In this scenario the manager (with the best of intentions) unknowingly says Yes to taking on their direct report’s problem, thus allowing the proverbial monkey to hop off the employee’s back…and onto theirs. We see this happen frequently in our work, and it has a direct impact on a manager’s time and overall ability to perform.
One of the best articles ever written on the pitfalls of saying Yes to direct reports without clearly understanding what you’re committing to, is “Management Time: Who’s Got the Monkey?” . It was originally published in the Harvard Business Review in 1974, and reprinted in 1999 with new commentary by Stephen Covey. It remains highly relevant even today because managers continue to struggle with time management and spend a considerable amount of time “fixing” other people’s problems rather than focusing on their own work. (NOTE — Another great article comes from Better Faster Further’s own Lou Naranjo, titled “Time to Get Your Shit Together. A Recovering Workaholic’s Insight on Time Management”)

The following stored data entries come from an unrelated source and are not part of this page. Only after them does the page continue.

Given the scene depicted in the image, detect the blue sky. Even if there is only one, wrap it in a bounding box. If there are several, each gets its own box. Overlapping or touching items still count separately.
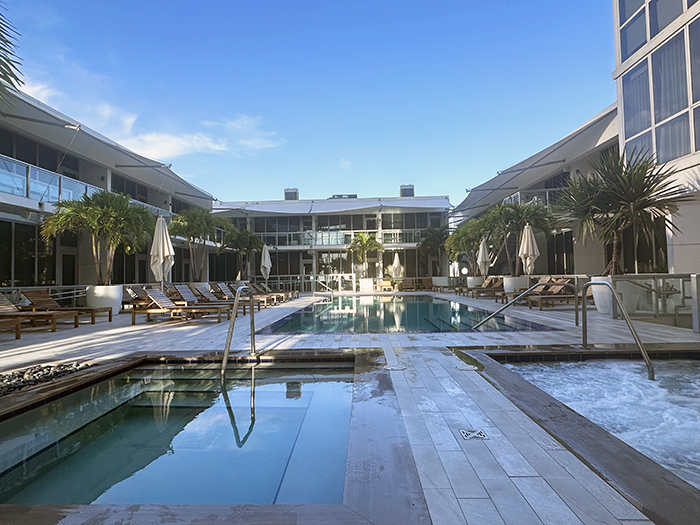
[8,1,615,206]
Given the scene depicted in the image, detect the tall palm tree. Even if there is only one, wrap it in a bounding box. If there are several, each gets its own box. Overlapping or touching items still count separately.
[169,207,231,281]
[554,149,691,275]
[0,5,22,105]
[41,190,154,284]
[349,232,383,277]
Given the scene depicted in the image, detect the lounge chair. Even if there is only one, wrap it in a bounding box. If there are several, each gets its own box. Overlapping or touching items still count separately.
[0,294,80,332]
[472,277,504,298]
[213,282,265,313]
[400,278,416,292]
[259,282,294,301]
[22,289,113,323]
[0,318,21,339]
[528,279,577,310]
[496,276,550,304]
[232,281,276,307]
[187,283,250,317]
[457,276,493,296]
[131,288,230,325]
[378,280,393,292]
[124,285,152,308]
[249,282,285,304]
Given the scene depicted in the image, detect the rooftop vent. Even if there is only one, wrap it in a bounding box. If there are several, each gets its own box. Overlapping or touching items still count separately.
[400,185,415,197]
[284,188,299,200]
[330,194,358,199]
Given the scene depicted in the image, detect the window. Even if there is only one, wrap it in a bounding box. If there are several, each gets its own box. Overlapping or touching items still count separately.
[694,106,700,150]
[416,213,428,229]
[689,18,700,102]
[656,112,690,162]
[623,61,652,137]
[37,144,57,172]
[620,0,644,24]
[0,127,12,157]
[652,32,688,122]
[254,217,266,233]
[0,220,10,286]
[621,10,647,61]
[15,135,36,165]
[650,0,683,37]
[626,130,653,156]
[690,0,699,6]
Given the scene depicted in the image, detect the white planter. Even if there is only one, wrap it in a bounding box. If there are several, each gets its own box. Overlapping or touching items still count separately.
[85,285,122,314]
[590,276,639,315]
[503,276,529,293]
[359,278,374,292]
[467,276,484,288]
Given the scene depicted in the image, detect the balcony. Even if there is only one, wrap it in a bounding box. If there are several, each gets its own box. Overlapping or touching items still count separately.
[0,153,172,220]
[503,188,563,207]
[253,229,426,247]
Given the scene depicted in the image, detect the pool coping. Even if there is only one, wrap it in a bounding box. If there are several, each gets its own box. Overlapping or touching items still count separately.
[465,349,700,525]
[0,349,430,525]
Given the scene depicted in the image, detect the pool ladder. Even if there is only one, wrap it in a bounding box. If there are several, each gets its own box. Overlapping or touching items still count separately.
[471,280,654,380]
[221,285,257,378]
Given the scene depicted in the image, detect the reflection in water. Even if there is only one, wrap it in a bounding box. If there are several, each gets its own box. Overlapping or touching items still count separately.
[146,368,176,433]
[220,364,256,448]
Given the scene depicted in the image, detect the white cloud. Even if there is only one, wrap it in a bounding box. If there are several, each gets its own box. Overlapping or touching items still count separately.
[340,158,352,169]
[21,81,60,104]
[120,132,228,159]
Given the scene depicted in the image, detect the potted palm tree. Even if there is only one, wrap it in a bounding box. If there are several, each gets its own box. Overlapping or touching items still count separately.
[168,207,231,282]
[349,232,384,291]
[554,149,690,313]
[41,190,154,312]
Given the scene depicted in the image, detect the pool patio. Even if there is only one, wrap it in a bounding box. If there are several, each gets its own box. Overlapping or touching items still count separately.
[0,291,699,524]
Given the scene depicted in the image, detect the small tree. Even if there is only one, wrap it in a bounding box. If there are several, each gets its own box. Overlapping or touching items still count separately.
[41,190,154,285]
[418,225,449,276]
[169,207,231,281]
[445,216,488,276]
[221,227,263,279]
[554,149,690,275]
[349,232,383,277]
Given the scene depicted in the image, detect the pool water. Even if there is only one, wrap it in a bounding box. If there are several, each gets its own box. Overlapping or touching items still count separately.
[265,295,555,334]
[506,359,700,489]
[0,364,353,505]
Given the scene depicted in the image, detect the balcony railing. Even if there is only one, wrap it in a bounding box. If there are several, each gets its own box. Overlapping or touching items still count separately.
[253,229,426,247]
[0,152,172,219]
[503,188,563,207]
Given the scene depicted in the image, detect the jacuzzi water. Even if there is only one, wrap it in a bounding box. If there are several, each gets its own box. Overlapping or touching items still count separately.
[264,295,556,333]
[506,359,700,489]
[0,364,353,505]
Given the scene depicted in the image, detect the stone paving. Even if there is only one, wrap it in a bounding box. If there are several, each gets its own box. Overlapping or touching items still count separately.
[0,292,697,523]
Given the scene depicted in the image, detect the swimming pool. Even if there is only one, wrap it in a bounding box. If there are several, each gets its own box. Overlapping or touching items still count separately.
[263,295,556,334]
[0,363,353,505]
[506,359,700,489]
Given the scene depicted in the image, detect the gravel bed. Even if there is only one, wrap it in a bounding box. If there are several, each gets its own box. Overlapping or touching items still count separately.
[0,362,91,396]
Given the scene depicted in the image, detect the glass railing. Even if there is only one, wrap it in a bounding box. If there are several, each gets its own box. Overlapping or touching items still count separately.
[503,189,563,206]
[253,229,426,246]
[0,151,172,219]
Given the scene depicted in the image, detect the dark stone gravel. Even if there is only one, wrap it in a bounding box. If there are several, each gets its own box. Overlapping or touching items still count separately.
[0,362,90,396]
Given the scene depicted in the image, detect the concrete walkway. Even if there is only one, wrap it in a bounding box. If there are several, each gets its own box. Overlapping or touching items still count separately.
[1,292,696,523]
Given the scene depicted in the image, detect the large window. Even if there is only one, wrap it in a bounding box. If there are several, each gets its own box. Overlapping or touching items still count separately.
[690,17,700,102]
[656,112,691,161]
[652,32,688,122]
[620,0,645,23]
[626,131,653,156]
[623,61,652,137]
[621,10,648,61]
[650,0,684,37]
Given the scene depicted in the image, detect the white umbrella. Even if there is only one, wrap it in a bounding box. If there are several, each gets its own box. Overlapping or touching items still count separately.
[260,245,272,281]
[518,223,540,275]
[235,270,242,281]
[477,239,490,277]
[392,252,403,278]
[149,217,175,288]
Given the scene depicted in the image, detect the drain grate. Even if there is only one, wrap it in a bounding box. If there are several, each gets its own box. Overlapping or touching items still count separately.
[459,429,489,440]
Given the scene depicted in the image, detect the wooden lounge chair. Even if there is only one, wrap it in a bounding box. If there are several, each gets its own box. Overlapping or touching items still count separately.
[211,283,263,313]
[528,279,577,310]
[457,276,493,296]
[124,285,152,308]
[233,281,275,307]
[378,280,393,292]
[400,278,416,292]
[22,289,113,323]
[248,282,285,304]
[186,283,250,317]
[0,318,21,339]
[0,294,80,332]
[131,288,230,325]
[496,276,550,304]
[472,277,504,298]
[259,282,293,301]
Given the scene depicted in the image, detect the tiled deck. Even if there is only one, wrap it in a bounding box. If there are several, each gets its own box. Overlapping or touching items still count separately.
[1,292,698,524]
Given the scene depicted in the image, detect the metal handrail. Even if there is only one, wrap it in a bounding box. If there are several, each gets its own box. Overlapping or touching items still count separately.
[220,364,256,447]
[472,282,580,330]
[315,278,335,301]
[221,285,256,378]
[618,278,679,296]
[582,281,654,381]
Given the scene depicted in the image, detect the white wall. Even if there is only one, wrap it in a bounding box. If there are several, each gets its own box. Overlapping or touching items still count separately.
[667,197,700,274]
[573,237,606,275]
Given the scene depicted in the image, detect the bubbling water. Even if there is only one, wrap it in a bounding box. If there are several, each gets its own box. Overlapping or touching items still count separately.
[506,359,700,489]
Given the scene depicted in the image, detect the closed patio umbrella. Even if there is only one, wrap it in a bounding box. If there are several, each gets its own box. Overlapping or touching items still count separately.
[392,252,403,278]
[518,223,540,275]
[150,217,175,290]
[477,239,490,277]
[261,245,272,281]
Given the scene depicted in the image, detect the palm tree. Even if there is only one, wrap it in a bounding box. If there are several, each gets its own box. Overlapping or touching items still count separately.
[41,190,154,284]
[221,227,263,278]
[418,225,449,275]
[349,232,383,277]
[554,149,691,275]
[445,216,488,276]
[0,5,23,105]
[169,207,231,281]
[484,202,553,276]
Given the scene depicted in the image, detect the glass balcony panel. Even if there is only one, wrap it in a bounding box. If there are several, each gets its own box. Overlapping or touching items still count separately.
[29,167,60,202]
[0,156,27,197]
[61,177,87,201]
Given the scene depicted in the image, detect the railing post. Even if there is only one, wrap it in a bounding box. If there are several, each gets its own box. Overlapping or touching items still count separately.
[691,274,700,333]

It can be difficult not to say Yes at times. Some people are conflict avoidant, and have a hard time not pleasing others. Many people are stressed out and feel rushed (especially at work), making it difficult to slow down and reflect on what they’re actually agreeing to. For others, it feels easier to simply say Yes and do the work themselves.
So what’s the solution? How do we avoid collecting monkeys throughout our day? How can we stop over-committing and saying Yes to everything?
Action #1: Just Say No — As simple and straight forward as this may sound, most people have difficulty saying No. Saying No can feel counterintuitive and even rude. However, there is power in saying No — a power that is often underutilized. Admittedly, building up the “No Muscle” can take a bit of time and may feel awkward at first. Over time, you will learn that saying No can be highly effective and appropriate.
Action #2: Ask More Questions — Surprisingly, not saying Yes doesn’t necessarily mean saying No. It simply means that we no longer say Yesautomatically. We reserve our Yes’s and perhaps use them more sparingly. We hold on to our commitments for when they’re truly needed. We ask clarifying questions. We poke around and get a better lay of the land before we say Yes. Some examples include:
“What have you done thus far to remedy this on your own?”
“If I wasn’t here right now, what would you do to fix this or move this forward yourself?”
“Convince me why I’m the one that needs to make this decision?”
Action #3: Do Nothing — Literally do nothing. When you’re having a meeting, and the inevitable question comes, “So what are the next steps and who are the owners?” DO NOTHING. Let the question hang in the room. Do absolutely nothing. Let the awkward silence hang…and continue to hang…until a hand is raised and responsibility is taken. If nobody raises their hand… continue to do nothing!
By doing nothing…you’re doing something. You are refusing to allow the monkey, and thus the burden of responsibility, to jump on your back. You are forcing others to step up and take ownership. You are showing your team that you no longer operate in the same capacity. As surprising as it may seem, by doing nothing, you can actually get increased commitment and accountability from your team. Imagine that…!
There is a time and a place for Yes. Yes’s are sacred. They feel good to share with people. That said, Yes’s often come with baggage (i.e. monkeys) when used carelessly or too liberally.
Remembering that one Yes equals ten Yes’s helps increase your awareness as to how many things you unconsciously commit to. By being more aware of what you commit to, you’ve set yourself up to be able to say Yes to the right stuff and No to everything else. That shift alone greatly increases overall productivity and gives managers back some of their most precious and limited resource — TIME!